The Black enrollment decline is a different kind of loss. It has been steady, averaging 2,525 students per year across all nine years. It predates COVID, predates vouchers, and predates the immigration slowdown. The most likely driver is sustained domestic outmigration from Miami-Dade's high-cost housing market. An analysis of enrollment decline in South Florida's Black communities noted that neighborhoods historically dependent on public schools face heightened disadvantage as per-pupil funding follows departing students. The data cannot determine whether these families moved to cheaper Florida counties, left the state, or shifted to private schools, but the consistency of the decline across pre- and post-voucher years points toward outmigration rather than school choice.
A South Florida pattern
Miami-Dade is the largest piece of a regional phenomenon. Broward, its northern neighbor, has lost 35,564 students since 2017, a 13.1% decline that actually outpaces Miami-Dade's 10.0% in percentage terms. Palm Beach has been more resilient, losing 7,920 students (4.1%) over the same period.

The three South Florida districts collectively lost 79,349 students since 2017. That is more than the entire enrollment of any Florida district outside the top five. Miami-Dade's share of statewide enrollment has slipped from 12.7% in 2017 to 11.5% in 2026.

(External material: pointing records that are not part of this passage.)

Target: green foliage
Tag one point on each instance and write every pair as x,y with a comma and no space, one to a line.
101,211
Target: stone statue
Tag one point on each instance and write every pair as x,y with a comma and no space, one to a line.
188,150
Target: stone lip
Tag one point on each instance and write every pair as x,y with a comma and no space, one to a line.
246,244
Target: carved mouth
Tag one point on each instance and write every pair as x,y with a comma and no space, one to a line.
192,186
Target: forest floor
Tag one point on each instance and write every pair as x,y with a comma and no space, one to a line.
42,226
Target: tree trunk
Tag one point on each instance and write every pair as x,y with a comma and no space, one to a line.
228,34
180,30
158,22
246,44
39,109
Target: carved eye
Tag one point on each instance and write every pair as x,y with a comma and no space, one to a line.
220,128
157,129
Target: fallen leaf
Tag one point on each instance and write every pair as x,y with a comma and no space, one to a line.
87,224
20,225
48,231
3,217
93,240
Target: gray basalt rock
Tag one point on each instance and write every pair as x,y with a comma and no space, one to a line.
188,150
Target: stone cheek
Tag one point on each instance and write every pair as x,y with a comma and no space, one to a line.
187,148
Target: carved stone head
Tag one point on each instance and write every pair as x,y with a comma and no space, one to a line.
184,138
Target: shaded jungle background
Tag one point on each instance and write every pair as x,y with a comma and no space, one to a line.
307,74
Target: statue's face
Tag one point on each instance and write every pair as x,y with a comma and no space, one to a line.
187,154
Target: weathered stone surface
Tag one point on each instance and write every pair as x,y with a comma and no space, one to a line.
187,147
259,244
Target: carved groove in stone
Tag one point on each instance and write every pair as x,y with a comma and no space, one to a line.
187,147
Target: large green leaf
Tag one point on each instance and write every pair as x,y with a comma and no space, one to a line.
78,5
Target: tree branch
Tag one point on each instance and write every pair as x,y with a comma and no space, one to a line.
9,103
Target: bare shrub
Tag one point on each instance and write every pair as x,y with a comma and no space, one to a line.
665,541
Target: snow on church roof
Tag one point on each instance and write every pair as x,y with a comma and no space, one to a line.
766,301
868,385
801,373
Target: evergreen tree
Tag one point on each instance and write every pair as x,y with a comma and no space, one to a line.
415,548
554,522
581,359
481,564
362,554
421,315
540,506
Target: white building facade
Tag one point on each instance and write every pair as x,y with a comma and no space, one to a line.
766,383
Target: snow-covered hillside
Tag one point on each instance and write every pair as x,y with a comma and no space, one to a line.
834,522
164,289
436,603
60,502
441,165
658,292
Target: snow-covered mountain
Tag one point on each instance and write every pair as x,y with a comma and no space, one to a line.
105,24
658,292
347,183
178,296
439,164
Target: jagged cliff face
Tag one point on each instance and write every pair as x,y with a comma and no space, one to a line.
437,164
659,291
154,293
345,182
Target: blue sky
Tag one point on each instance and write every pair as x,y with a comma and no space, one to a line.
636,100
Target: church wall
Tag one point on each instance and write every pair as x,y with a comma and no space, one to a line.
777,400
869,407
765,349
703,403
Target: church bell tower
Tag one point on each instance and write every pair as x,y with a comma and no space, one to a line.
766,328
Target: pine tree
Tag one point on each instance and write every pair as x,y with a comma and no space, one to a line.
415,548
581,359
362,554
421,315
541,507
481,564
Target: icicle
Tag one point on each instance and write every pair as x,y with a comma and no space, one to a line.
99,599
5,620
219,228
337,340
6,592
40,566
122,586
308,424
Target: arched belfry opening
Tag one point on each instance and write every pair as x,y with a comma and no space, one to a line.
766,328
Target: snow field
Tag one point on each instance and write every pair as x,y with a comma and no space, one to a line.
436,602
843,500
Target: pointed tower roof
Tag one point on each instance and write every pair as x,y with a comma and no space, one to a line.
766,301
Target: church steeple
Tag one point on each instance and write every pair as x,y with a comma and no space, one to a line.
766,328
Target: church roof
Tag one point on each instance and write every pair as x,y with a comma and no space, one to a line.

Fewer kindergartners, same number of seniors
The pipeline that feeds Miami-Dade's schools is narrowing. Kindergarten enrollment fell from 24,065 in 2017 to 18,739 in 2026, a 22.1% decline. Grade 12 enrollment, by contrast, barely moved: 26,738 in 2017, 26,780 in 2026.
Miami-Dade's 12th-grade class is now 42.9% larger than its kindergarten class. In a stable district, those numbers run roughly even. Each large senior class that graduates gets replaced by a smaller kindergarten cohort, which means enrollment will keep falling even if no additional families leave. The decline is baked in for the next decade.

What the data cannot show
Enrollment data tracks headcounts, not destinations. The 35,865 students who left Miami-Dade's rolls could be in Broward, in Orlando, in Georgia, in a private school, or homeschooled. A family that moved to Pasco for cheaper housing looks identical in the data to one that accepted a voucher in Kendall or returned to Venezuela. The superintendent's account points to the newcomer pipeline as the primary 2025-26 driver, and the foreign-born registration data backs that up. But the longer-term trend, especially that steady Black enrollment decline, likely reflects domestic outmigration the district has less power to address.
Whether the 2025-26 drop represents a new floor or a new trajectory depends on what happens next. If foreign-born registrations recover, the district could stabilize in the low 320,000s. If they do not, and domestic outmigration continues, the kindergarten pipeline suggests Miami-Dade could fall below 300,000 students within five years. For a district that once served more than 357,000, that's a different school system entirely: fewer schools, fewer teachers, fewer resources, and a smaller footprint in a county that is still growing in population, just not in families who use public schools.